ADR1a, a zinc finger peptide, exists in two folded conformations.

Two-dimensional NMR (2DNMR) studies of several different zinc finger peptides have yielded a picture of the three-dimensional structure of this small DNA-binding motif. Details of the differences among fingers with different sequences may provide some insight into how these domains interact with DNA. Toward this end, we have reanalyzed the 2DNMR spectra of the C-terminal zinc finger sequence from the yeast transcriptional factor ADR1. Although this was the sequence on which our original report describing the overall fold of zinc fingers was based, complete spectral assignments (reported here) were needed to compare this sequence in detail with that of ADR1b, for which we have reported an atomic level structure. In the process of analyzing the spectra of ADR1a and a mutant of ADR1a, it was noted that the peptides give two sets of NMR lines, indicating that this sequence, unlike the other ADR1 zinc finger sequence, exists in two slowly interconverting folded conformations in solution.
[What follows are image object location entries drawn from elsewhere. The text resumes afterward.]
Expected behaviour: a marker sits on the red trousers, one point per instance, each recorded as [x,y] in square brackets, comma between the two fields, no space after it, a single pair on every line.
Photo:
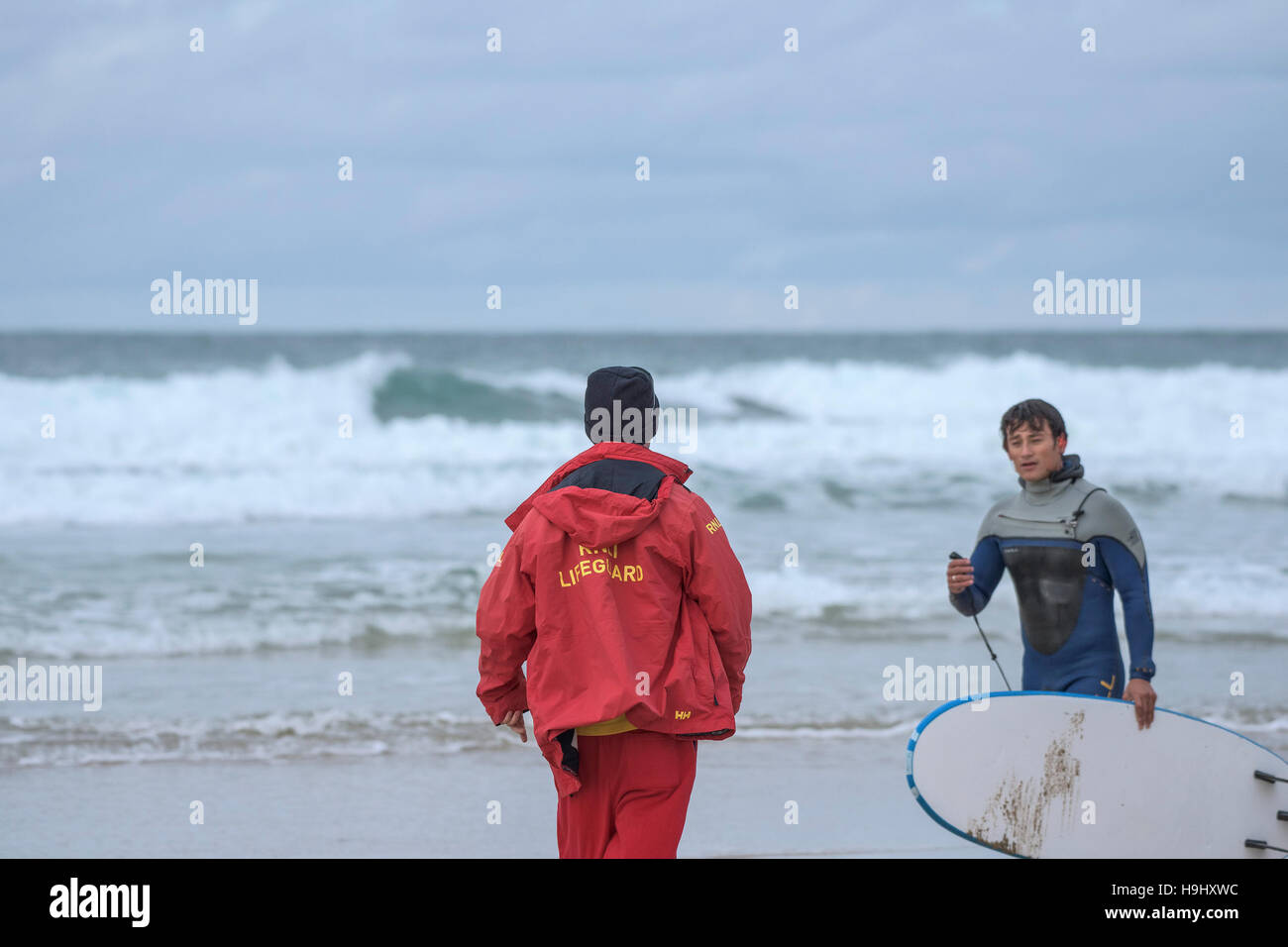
[632,799]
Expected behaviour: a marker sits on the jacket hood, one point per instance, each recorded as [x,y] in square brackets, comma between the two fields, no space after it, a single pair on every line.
[600,517]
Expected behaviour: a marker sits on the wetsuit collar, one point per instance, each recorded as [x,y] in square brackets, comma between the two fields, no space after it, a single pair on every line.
[1052,484]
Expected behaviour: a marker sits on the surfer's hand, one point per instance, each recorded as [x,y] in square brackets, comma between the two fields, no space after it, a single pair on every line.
[514,720]
[961,575]
[1141,693]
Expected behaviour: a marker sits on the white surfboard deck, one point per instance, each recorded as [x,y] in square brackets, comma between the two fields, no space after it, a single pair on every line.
[1018,777]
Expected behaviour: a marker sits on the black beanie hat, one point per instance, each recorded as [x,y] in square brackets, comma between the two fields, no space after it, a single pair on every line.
[630,385]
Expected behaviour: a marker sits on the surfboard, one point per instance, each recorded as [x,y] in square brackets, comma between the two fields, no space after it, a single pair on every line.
[1043,775]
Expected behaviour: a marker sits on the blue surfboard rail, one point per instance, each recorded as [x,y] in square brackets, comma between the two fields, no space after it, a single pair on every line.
[949,705]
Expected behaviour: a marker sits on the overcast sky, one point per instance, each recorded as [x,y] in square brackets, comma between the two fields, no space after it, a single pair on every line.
[767,167]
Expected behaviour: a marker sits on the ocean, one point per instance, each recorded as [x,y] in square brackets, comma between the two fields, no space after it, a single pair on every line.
[842,467]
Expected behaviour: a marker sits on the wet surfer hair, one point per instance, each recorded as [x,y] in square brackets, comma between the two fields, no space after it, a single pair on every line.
[1033,412]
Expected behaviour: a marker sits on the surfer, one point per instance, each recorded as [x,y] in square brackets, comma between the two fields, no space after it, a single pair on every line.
[619,589]
[1068,545]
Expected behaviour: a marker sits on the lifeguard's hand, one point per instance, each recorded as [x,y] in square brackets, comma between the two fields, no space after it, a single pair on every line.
[961,575]
[514,720]
[1141,693]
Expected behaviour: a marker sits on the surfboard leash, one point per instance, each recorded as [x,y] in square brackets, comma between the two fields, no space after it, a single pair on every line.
[991,652]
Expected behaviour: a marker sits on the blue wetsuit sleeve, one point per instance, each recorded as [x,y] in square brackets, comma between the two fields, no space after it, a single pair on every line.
[987,562]
[1131,579]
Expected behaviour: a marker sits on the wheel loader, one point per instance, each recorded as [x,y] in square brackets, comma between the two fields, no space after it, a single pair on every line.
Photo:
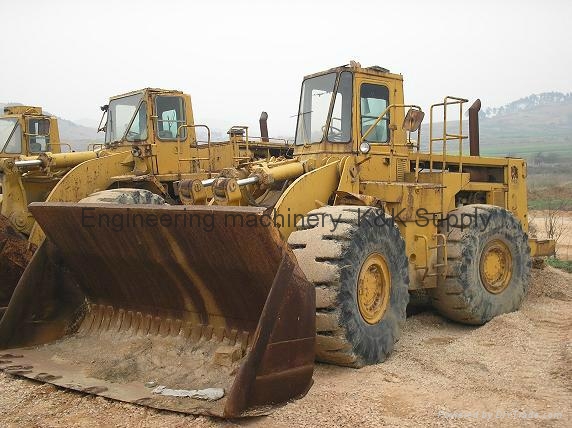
[150,143]
[28,138]
[221,305]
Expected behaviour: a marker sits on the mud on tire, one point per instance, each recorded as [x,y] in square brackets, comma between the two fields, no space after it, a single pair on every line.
[332,260]
[462,295]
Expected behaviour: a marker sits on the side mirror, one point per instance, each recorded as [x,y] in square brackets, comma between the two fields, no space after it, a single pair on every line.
[413,120]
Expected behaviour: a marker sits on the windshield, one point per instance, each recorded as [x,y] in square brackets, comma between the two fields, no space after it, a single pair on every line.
[315,103]
[123,113]
[39,135]
[7,144]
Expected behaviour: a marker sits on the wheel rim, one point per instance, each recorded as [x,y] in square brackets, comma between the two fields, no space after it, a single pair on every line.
[373,288]
[496,266]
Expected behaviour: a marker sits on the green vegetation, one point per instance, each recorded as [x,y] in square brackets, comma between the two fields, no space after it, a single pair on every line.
[565,265]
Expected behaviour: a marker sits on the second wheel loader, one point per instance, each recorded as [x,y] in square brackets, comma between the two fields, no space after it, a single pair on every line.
[232,297]
[150,144]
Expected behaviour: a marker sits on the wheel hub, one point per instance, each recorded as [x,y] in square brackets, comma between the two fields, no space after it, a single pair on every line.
[496,266]
[373,288]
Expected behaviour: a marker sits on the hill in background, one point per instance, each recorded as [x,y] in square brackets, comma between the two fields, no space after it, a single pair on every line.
[537,127]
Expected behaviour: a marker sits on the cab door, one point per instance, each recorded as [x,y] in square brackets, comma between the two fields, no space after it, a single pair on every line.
[170,113]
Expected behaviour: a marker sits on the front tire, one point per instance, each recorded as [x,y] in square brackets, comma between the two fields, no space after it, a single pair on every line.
[355,256]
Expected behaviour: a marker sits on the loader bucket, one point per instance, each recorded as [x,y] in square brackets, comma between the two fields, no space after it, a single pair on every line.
[14,257]
[164,312]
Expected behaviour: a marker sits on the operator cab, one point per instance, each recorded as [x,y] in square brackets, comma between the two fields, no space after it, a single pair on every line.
[128,117]
[25,131]
[344,106]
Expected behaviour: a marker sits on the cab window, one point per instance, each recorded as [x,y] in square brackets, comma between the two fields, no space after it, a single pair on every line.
[14,144]
[340,129]
[170,112]
[374,99]
[138,129]
[39,135]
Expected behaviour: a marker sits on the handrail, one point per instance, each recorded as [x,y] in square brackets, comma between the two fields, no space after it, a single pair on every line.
[447,101]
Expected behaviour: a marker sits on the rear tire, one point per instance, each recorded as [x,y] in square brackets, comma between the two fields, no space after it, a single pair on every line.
[360,272]
[489,268]
[124,196]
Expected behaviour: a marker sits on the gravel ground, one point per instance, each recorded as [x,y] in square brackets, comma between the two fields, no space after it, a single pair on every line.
[441,373]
Residues that exhibit peak doubling are located in the Cys loop, the alpha-helix, and the extreme C-terminus of the peptide. Differences in NOEs observed for the two forms indicate that there are detectable conformational differences in the Zn2+ cluster and in the fingertip region. This conformational flexibility, which has not been observed for other zinc finger peptides, may stem from the presence of an additional residue between the histidine ligands (His-X4-His versus His-X3-His).